Step 4: Independent exercise — Lines of code by language

You now have all the tools you need to build a bar chart from scratch. In this step you will apply everything your learnt from Steps 1-3.

Your goal is to display a horizontal bar chart on your Meta page (src/routes/meta/+page.svelte) showing the number of lines of code per programming language in your codebase, using the loc.csv file you generated in Step 0.2.


Step 4.1: Load the data

The data lives in loc.csv, which you already have in your static folder. This time we will load it with d3.csv() instead of d3.json(). d3.csv() works exactly like d3.json() with one important difference: every value in a CSV file is read as a string by default, including numbers. To fix this, pass a row conversion function as a second argument.

We also need to import base from SvelteKit’s $app/paths module. When deployed to GitHub Pages, your site lives at a URL like https://username.github.io/repo-name/ — using /loc.csv directly would look for the file at the root of the domain and fail. base gives us the correct path prefix automatically, and is empty during local development so nothing changes there.

import { base } from '$app/paths';
import { onMount } from 'svelte';
import * as d3 from 'd3';

let locData = [];

onMount(async () => {
    locData = await d3.csv(`${base}/loc.csv`, row => ({
        ...row,
        line: Number(row.line),
        length: Number(row.length),
        depth: Number(row.depth)
    }));
});

Check your browser console to verify the data loaded correctly. The type field contains the programming language for each row (e.g. "css", "js", "svelte", "html"). This is the field you will group by.

The ...row spread operator copies all fields from the row as-is, and then we override only the numeric fields. Any field you do not explicitly convert will remain a string — which is fine for type, file, and other categorical fields.

Step 4.2: Wrangle and visualize

Using the patterns from Steps 1–3, build a horizontal bar chart that shows the total lines of code per language. Display it on your Meta page.

A few guidelines:

  • Use d3.rollups() to group locData by type and count the rows per group using v => v.length — each row represents one line of code, so counting rows gives you lines per language
  • Create a new component src/lib/BarHorizontal.svelte — think carefully about how the scales, rect attributes, and axis positions change compared to the vertical Bar.svelte from Step 2
  • Make data a prop so the component is reusable
  • Add title and axes to your bar chart
  • Include a legend using the same pattern as Step 2.6
  • Add an annotation highlighting the language with the most lines of code
  • Pass the wrangled data to <BarHorizontal> from the Meta page

For a horizontal bar chart, xScale maps the quantitative value to horizontal pixels (d3.scaleLinear) and yScale maps the categories to vertical positions (d3.scaleBand). The <rect> attributes change accordingly — refer back to the scale explanations in Step 2.3 if you get stuck.
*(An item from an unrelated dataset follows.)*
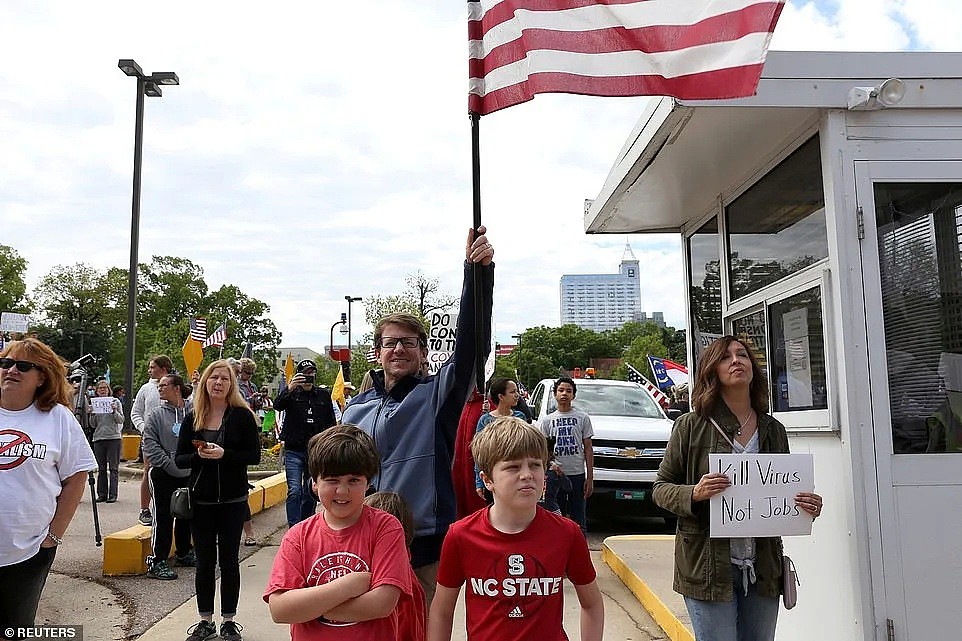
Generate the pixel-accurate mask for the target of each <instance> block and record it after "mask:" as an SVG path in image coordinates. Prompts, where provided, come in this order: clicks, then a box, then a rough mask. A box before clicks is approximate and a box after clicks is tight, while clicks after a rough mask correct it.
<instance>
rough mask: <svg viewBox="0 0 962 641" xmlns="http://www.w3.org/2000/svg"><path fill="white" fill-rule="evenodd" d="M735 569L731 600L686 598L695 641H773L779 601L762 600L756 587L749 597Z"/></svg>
mask: <svg viewBox="0 0 962 641" xmlns="http://www.w3.org/2000/svg"><path fill="white" fill-rule="evenodd" d="M731 568H732V591H733V595H732V600H731V601H702V600H701V599H693V598H691V597H687V596H686V597H685V605H686V606H687V607H688V615H689V616H690V617H691V627H692V628H693V629H694V631H695V639H696V641H773V639H774V638H775V623H777V621H778V597H765V596H759V595H758V591H757V590H756V588H755V584H754V583H752V584H749V586H748V595H747V596H746V595H745V586H744V583H743V580H742V571H741V570H740V569H738V568H737V567H736V566H734V565H733V566H731Z"/></svg>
The expected result should look something like this:

Meta bar chart

Step 4.3: Generating loc.csv on GitHub

You may notice that after deploying to GitHub Pages, the bar chart on your Meta page is empty or broken. This happens because loc.csv is excluded from your committed files via .gitignore — so while it exists on your local machine, GitHub has no idea it exists.

To fix this, we need to tell GitHub to generate the file automatically as part of the deployment process. Open your .github/workflows/deploy.yml file and add the following new step between the “Install dependencies” step and the “build” step:

      - name: Generate loc.csv
        run: npx elocuent -d static,src -o static/loc.csv

If you’re on Windows, put static,src in quotation marks: "static,src"

Commit and push the updated workflow file. GitHub will now generate loc.csv fresh on every deployment, and your Meta page bar chart should appear correctly on the live site.